Gdzie się obecnie znajdujesz?
Siedzę przy oknie w moim mieszkaniu w bloku w Katowicach na XI piętrze. Mam widok na domy, widok na gwiazdy i widok na przyszłość. Jest dość późno i moje chłopaki śpią a ja piszę. To dość typowa sytuacja.
Jak wyglądasz?
Podobno młodziej niż wskazuje na to wiek;) A teraz niezbyt reprezentacyjnie...białe klapki japonki, niebieskie spodnie, niebieska koszula, krótkie włosy – wygodnie i na szybko. Tak ostatnio cały czas. Przemęczona raczej. U mnie co w środku to na zewnątrz.
Co czytasz?
Od pewnego czasu więcej piszę niż czytam. Ale jak mam moment np. w pociągu to "Dzienniki rowerowe" Davida Byrna. Polecam! To jedyny człowiek, na którego koncercie potrafię posikać się z radości i wrzeszczeć jak prawdziwa rasowa fanka: DAVID, I LOVE YOU! Jestem zupełnie nieobiektywna jeżeli o niego chodzi. Na szczęście On się stara i wstydu nie ma. Tak więc i punkt widzenia z siodełka także bardzo mi odpowiada. Filozofia prostego życia filtrowanego przez własną wrażliwość. Rozumiem w 100%.
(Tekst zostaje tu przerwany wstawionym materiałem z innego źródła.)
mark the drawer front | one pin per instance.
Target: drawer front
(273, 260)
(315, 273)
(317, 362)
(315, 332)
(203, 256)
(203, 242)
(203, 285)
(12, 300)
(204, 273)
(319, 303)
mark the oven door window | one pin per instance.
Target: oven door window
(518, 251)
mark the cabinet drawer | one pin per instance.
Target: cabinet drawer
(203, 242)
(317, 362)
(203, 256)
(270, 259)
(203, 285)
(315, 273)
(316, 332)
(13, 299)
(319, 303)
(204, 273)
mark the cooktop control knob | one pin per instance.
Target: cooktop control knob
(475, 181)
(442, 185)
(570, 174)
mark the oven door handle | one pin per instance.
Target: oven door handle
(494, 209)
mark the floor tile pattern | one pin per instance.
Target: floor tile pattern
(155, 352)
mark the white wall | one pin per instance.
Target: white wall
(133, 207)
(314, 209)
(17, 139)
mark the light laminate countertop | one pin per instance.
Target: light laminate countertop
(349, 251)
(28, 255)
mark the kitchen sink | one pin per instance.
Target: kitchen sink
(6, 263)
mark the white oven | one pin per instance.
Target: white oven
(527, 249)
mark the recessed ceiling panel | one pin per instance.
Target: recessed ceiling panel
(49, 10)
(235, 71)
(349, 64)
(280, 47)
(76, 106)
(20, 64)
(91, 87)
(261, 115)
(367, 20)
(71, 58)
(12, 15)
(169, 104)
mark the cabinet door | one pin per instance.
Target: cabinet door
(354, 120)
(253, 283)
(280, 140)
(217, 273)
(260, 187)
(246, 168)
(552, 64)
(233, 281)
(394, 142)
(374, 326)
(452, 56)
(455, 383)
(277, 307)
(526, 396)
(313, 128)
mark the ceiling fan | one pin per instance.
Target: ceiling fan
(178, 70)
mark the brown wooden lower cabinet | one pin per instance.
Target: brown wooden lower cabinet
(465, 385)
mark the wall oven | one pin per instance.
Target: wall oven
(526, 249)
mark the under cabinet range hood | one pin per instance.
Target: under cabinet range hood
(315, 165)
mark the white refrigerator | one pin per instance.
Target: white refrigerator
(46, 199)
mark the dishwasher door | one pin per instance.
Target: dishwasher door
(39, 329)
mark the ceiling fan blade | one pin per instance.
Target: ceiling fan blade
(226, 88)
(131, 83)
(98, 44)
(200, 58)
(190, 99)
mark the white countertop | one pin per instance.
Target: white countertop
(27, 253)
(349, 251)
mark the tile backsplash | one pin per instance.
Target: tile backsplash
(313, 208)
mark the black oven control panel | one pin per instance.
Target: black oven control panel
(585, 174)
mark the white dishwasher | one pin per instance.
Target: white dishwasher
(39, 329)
A przed dziennikami były listy Osieckiej i Przybory. Życie w pełnej krasie. Niby banał, ale MIŁOŚĆ jednak. No i Haiku zawsze pod ręką.
Czego słuchasz?
Ostatnio znów Marca Almonda „Variete”, Serge Gainsbourg’a „ Le Bon Vivant” i starej wersji bajki Pinokio z Bończakiem w roli głównej na zmianę z Piotrusiem Panem, bo mój 20 miesięczny synek loopuje te dwie płyty bez ustanku. Orkiestry generalnie! W różnych odsłonach i Lecha Janerkę odświeżam po raz setny. Tekst się dla mnie liczy. Lubię też niczego nie słuchać. Dla odświeżenia.
Co pochłania najwięcej Twojego czasu?
Po pierwsze Ludzie. Bardzo lubię ludzi. Jako gatunek poprostu. Interesują mnie. Przede wszystkim to co czują i jak się czują. O czym myślą. Jaki mają plan. Jak się zmieniają. Jak nad soba pracują. Uwielbiam współpracować. Kontakt. Dopiero wtedy poznaję siebie. A po drugie Praca. W różnych odsłonach, przejawach. Uczę, prowadzę warsztaty, organizuję, koncertuję, śpiewam, gram, wymyślam, myślę, myślę, biegnę...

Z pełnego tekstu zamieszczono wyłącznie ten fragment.